The Astronaut Farmer

Michael Polish

BY Travis Mackenzie HooverPublished Feb 28, 2007

The Astronaut Farmer takes the American myth of the rebel dreamer and turns it into something so syrupy that it’s almost impossible to bear. Billy Bob Thornton plays that cliché hero, a rancher who never got his chance to fly as a NASA astronaut and thus has taken it upon himself to build a rocket so that he might live the dream.

Naturally, he has an impossibly supportive wife (Virginia Madsen) who believes in him to the point of madness, a huge credit debt that might wipe out the family farm, a son (Max Theriot) who looks up to dad with awe and befuddlement, and the usual array of bureaucratic naysayers who want to tell him "no.” Will he launch without killing himself?
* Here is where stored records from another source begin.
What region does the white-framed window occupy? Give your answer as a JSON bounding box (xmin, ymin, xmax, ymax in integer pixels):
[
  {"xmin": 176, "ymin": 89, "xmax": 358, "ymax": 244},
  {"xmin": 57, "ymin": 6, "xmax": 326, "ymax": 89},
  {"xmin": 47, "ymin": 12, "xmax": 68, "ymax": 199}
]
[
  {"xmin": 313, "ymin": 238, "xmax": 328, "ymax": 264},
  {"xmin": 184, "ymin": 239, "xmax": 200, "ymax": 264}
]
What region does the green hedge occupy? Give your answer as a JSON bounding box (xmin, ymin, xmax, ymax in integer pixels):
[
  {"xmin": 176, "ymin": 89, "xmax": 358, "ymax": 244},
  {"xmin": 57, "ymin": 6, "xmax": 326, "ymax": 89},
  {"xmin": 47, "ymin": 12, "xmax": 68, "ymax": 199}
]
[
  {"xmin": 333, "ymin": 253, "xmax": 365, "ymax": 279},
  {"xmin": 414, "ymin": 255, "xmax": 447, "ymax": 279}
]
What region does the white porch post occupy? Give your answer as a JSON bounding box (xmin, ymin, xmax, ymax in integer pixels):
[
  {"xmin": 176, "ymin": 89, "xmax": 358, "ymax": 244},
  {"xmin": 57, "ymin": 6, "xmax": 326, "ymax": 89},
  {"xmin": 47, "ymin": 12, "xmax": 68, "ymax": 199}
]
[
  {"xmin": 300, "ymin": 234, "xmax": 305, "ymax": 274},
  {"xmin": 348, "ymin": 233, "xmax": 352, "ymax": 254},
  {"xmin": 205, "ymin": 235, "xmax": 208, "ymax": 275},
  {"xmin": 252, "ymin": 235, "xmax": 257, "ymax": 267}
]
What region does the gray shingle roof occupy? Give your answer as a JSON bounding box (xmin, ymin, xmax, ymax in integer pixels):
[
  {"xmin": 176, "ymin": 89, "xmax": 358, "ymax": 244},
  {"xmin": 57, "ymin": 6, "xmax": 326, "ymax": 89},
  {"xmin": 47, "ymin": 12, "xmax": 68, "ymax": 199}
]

The film is corny even by Hollywood standards; you half-expect to see Shoeless Joe Jackson emerge from the hero’s cattle ranch to scream, "launch, damn it!” Twee fabulists Mark and Michael Polish, who wrote, produced and directed, have out-sugared even their dainty fantasia Northfork. That film had at least the strength of an original vision, where this sad pile of clichés hasn’t a single idea to call its own.

It’s tragic to see Madsen consigned to the supportive wifey-wife role to which all 40-ish actresses are doomed, just as it’s perplexing to see Thornton doing the antithesis of his Sling Blade days for what I hope was a gross and unseemly amount of money.

To be sure, M. David Mullen’s photography is suitably lip smacking and the film would be completely intolerable without his panoramic sunsets and gorgeous landscapes. But this is the kind of film for which bad critics warn people to bring their insulin.